Department of Radiology and Imaging, Dr. Rela Institute & Medical Center, Bharat Institute of Higher Education and Research, Chennai, India.
J Pediatr Genet. 2020 Aug 20;11(2):132-134. doi: 10.1055/s-0040-1715119. eCollection 2022 Jun.

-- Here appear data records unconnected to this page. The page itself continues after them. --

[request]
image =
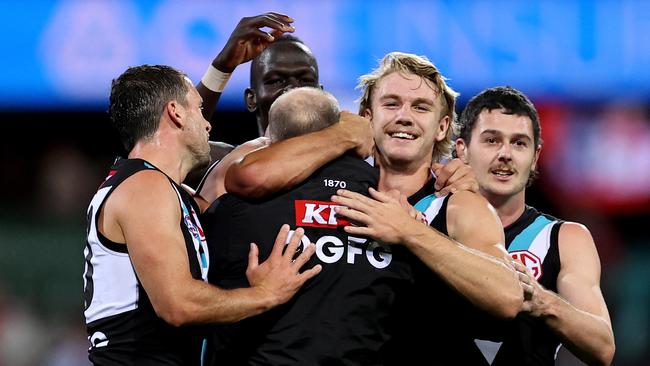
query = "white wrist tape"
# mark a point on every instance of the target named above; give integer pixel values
(215, 80)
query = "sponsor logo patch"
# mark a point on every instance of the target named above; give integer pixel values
(530, 260)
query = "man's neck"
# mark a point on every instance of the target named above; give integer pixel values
(406, 181)
(163, 159)
(509, 208)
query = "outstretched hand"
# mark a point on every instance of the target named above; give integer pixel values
(358, 129)
(279, 276)
(248, 40)
(382, 216)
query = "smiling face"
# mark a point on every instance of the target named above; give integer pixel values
(501, 152)
(281, 67)
(407, 120)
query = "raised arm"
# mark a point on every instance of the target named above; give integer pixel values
(487, 279)
(144, 212)
(213, 183)
(286, 163)
(245, 43)
(578, 315)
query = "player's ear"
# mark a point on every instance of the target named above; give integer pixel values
(174, 112)
(461, 150)
(250, 100)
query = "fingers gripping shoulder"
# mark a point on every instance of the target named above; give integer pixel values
(146, 198)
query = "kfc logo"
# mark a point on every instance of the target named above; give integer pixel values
(318, 214)
(530, 260)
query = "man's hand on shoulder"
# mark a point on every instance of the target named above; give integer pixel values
(248, 39)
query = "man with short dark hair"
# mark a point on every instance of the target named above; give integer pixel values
(146, 259)
(500, 138)
(344, 315)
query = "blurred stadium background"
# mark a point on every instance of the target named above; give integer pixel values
(585, 64)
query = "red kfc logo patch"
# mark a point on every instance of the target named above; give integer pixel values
(530, 260)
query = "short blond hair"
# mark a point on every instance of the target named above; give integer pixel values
(407, 63)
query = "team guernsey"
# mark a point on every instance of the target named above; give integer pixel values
(342, 316)
(532, 239)
(431, 327)
(123, 328)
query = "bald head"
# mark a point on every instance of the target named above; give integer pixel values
(286, 63)
(300, 111)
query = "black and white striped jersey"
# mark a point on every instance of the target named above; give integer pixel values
(123, 328)
(532, 239)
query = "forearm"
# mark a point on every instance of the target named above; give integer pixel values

Liver cirrhosis in infancy can be secondary to various etiologies such as biliary atresia, familial cholestatic and metabolic disorders. Wolman's disease (WD) is a lysosomal storage disorder caused by the absence of lysosomal acid lipase enzyme activity and a significant association with infantile cholestasis and cirrhosis. We encountered an infant presenting with advanced cirrhosis and decompensation having splenomegaly for which the underlying etiology was found to be WD and the diagnostic clue came from abdominal X-ray showing bilateral adrenal calcifications. The diagnosis was confirmed by genetic analysis. The outcome was poor and died before 6 months of age without enzyme replacement therapy or hematopoietic stem cell transplantation.
婴儿期肝硬化可能继发于多种病因,如胆道闭锁、家族性胆汁淤积和代谢紊乱。沃尔曼病(WD)是一种溶酶体贮积病,由溶酶体酸性脂肪酶活性缺乏引起,与婴儿胆汁淤积和肝硬化有显著关联。我们遇到一名患有晚期肝硬化和失代偿且脾肿大的婴儿,其潜在病因被发现是WD,诊断线索来自腹部X线显示双侧肾上腺钙化。通过基因分析确诊。由于没有酶替代疗法或造血干细胞移植,该婴儿预后不良,在6个月龄前死亡。